Retailers need to ensure they have the right stock and enough of it. Walker advises picking “hero products” in the lead up to Christmas, for example, Star Wars toys, and make sure these are well stocked, in addition to having back-up stock of main product lines. A good point-of-sale system can help here and alert you when stocks are low, sometimes re-ordering automatically or completing regular orders with one click.
Consider rostering key staff on for the busiest periods and make the shop look inviting with an exciting window display and a strong look inside. Think about stocking or assembling Christmas gift packs and include Christmassy suggestions.
“[Ask yourself] do I look sharp, am I at my best?”
It is vital to have a plan to entice customers back once the Christmas rush is over. You could use redemption vouchers and special offers for January or February.
Small really is beautiful
The Retail Doctor says that small businesses should capitalise on their strengths when going up against big retailers and online offerings.
What are the advantages of small shops?
“Range, a warm and friendly experience, supporting the community, ease and convenience, access and speed,” he answers.
Smaller retailers often have the edge over larger ones and shopping centres – particularly at Christmas – because they are nearby and accessible for rushed Christmas shoppers and form an integral part of the festive atmosphere.
He says small business owners are the “social fabric” of communities and they form strong social connections with their customers.
“People have a great feeling for small shops, both the community and wanting to do business with them. It’s a very important part of the community. “Bigger retailers have brand, volume, price and range but they are not as well geared on niche-type of conversations and experiences.”
A keen exponent of November’s Shop Small campaign, Mr Walker believes small businesses do not need to fear the future.
“If the retailers are doing it well and they’re positive I think the future is very good but they need more support from the community. They will do that from being outstanding.”
The recent Economy of Shopping Small Report commissioned by American Express shows that most people value small businesses and have a great deal of affection for their local shops.
In the survey, almost two-thirds agreed that small businesses helped give a community its identity and added to its charm; 54 per cent also said that they felt an attachment to small businesses, which provided them with positive emotional value.
Speaking about the findings, Melanie Cochrane, Senior Vice President American Express Global Merchant Services, says consumers needed to turn their affection for small business into action to ensure small businesses continue to have a positive impact on their local community.

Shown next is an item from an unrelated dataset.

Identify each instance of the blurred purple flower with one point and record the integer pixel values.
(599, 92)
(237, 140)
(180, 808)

“When it comes to delivering a great customer experience it’s the little things that count, and no-one does this better than small business owners,” she says. “As such, it’s no surprise two-thirds of respondents said they would miss their local small businesses if they were to close, or that 61 per cent say the local shopping village is the heart of the community.“
Cochrane says consumers should weigh up all of the benefits of supporting local business and not focus exclusively on price, which small business may struggle to compete on.